New signs for reduced speed limits will not be posted on residential streets in East York until early next year, according to Toronto and East York Transportation Services.
The vote to reduce speed limits was approved unanimously by the Toronto and East York community council in early September. The speed limit on some residential roads in East York officially went from 40 kilometres per hour to 30, a week ago.
Toronto and East York Transportation Services supervisor Sandra Burk said the delay in posting the signs is because the process is complex.
Transportation Services first identifies all the local streets affected in a particular ward, she said, then it prepares bylaw amendments to reduce the speed limit from 40 to 30 km/h. When community council passes the new speed limit bylaw, the signs and markings department is notified, and it changes the signs.
“We are doing it ward by ward since we are aiming to change the signs as quickly as possible following the bylaw amendments,” Burk said in an interview.

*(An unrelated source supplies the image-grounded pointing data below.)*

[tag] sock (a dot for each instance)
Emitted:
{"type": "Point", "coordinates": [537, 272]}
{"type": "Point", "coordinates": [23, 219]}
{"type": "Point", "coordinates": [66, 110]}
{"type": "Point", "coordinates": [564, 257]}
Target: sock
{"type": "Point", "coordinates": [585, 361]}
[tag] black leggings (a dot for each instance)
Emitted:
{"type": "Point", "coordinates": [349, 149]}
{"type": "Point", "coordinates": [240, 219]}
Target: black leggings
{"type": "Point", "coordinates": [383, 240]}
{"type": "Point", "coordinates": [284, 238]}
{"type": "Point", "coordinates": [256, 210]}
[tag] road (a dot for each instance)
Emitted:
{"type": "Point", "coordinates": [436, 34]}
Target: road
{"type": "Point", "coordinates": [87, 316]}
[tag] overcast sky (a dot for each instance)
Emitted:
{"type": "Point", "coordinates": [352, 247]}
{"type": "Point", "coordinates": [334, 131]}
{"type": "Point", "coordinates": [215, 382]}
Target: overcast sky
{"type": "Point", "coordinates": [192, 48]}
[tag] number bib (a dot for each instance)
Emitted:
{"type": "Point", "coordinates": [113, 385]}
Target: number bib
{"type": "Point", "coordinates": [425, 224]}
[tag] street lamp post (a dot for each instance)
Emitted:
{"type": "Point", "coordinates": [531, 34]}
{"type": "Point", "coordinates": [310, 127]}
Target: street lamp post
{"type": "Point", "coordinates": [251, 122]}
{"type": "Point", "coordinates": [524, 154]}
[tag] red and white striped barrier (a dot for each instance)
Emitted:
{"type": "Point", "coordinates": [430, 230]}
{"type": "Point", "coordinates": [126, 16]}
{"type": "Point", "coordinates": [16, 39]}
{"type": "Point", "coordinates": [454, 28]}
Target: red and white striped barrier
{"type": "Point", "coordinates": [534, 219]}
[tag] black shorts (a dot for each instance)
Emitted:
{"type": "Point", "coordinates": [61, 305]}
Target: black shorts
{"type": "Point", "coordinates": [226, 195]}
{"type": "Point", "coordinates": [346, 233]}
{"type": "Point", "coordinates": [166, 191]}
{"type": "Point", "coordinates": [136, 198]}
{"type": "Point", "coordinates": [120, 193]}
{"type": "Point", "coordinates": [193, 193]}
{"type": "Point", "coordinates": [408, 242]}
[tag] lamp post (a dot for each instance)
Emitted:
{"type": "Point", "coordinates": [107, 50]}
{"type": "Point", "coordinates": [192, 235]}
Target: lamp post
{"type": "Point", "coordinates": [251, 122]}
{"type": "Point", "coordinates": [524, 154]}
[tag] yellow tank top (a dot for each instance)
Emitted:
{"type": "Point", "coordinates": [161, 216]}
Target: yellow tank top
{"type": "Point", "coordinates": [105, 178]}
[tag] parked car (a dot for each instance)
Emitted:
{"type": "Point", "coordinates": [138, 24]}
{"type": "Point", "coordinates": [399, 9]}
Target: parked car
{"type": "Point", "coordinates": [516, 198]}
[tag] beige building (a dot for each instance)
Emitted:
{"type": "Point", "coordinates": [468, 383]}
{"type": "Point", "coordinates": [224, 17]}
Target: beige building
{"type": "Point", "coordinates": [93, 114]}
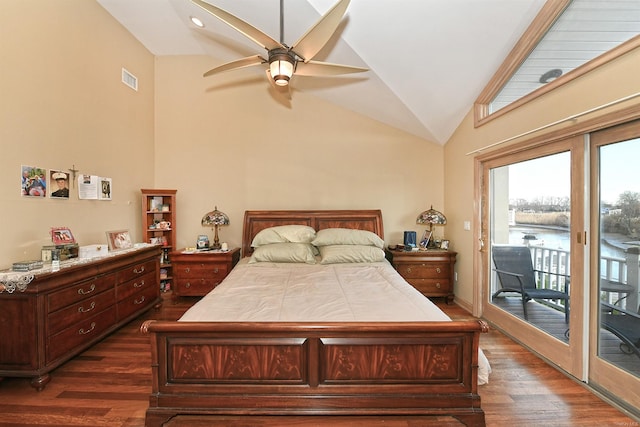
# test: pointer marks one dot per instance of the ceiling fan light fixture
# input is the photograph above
(281, 67)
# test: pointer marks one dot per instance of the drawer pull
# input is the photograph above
(91, 289)
(81, 309)
(83, 332)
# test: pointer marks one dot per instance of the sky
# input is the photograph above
(550, 176)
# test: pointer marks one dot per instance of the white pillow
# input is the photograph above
(284, 234)
(284, 252)
(340, 254)
(347, 236)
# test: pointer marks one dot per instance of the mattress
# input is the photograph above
(288, 292)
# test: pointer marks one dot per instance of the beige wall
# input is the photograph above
(62, 104)
(225, 141)
(616, 80)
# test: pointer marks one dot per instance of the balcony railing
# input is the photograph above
(614, 271)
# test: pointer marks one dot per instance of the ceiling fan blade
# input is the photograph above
(238, 63)
(280, 90)
(241, 26)
(317, 36)
(317, 68)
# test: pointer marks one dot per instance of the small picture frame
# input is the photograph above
(426, 239)
(118, 240)
(62, 236)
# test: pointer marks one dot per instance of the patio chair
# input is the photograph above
(516, 275)
(624, 324)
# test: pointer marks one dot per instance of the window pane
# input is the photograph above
(619, 254)
(530, 217)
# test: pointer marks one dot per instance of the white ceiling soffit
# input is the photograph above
(584, 31)
(428, 59)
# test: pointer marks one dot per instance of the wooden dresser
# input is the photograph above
(62, 313)
(431, 272)
(196, 274)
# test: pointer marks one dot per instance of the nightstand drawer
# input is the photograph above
(424, 270)
(198, 273)
(210, 271)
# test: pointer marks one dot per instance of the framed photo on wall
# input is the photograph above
(62, 236)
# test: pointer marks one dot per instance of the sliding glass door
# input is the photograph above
(533, 210)
(615, 318)
(560, 224)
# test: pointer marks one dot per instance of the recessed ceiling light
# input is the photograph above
(197, 22)
(550, 75)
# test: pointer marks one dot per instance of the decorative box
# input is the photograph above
(27, 265)
(67, 251)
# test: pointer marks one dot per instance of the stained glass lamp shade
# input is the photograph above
(214, 219)
(431, 217)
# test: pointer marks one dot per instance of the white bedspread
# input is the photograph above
(265, 292)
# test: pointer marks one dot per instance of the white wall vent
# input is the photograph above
(129, 79)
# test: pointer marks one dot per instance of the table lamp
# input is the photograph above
(214, 219)
(431, 217)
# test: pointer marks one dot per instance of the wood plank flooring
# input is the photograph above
(109, 385)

However, community council meetings – the only place where these amendments can be passed – only take place once a month.
“So, depending on the scheduling, there are only so (many) bylaw amendments that we can get ready for each community council meeting,” Burk said.
The community council meeting on Oct. 6 is scheduled to deal with Ward 31 (north of Danforth to Sunrise) and Ward 32 (south of Danforth to the beaches).
The effort to reduce residential speed limits began when seven-year-old Georgia Walsh was struck and killed by a van in Leaside in July 2014.
Coun. Gord Perks, who helped promote the speed limit reduction, believes the move will bring additional benefits.
“By changing the speed limit you (bring about) better driver training, different expectation of what speed people drive at, different speed regulations and new street designs,” Perks said.
The reduced speed in residential areas also means that those driving 40 to 50 km/h will face stiffer fines. Giorgio Papadakis, who drives to work near Pape and Danforth every day, sees the change in speed limit as an opportunity for the police to hand out more tickets.
“I think people are still going to continue the same speed they have been going,” he said. “To me, this is just a money grab.”
Papadakis agrees that the speed limit reduction will help save lives, but it does not necessarily solve the root of the problem. He believes education is more important.
“As a parent, you have to teach your kids not to run out onto the roads – look both ways before you cross and hold the parent’s hand,” he said. “Streets are dangerous whether or not you go at 30 km/h, 40 km/h or 50 km/h.”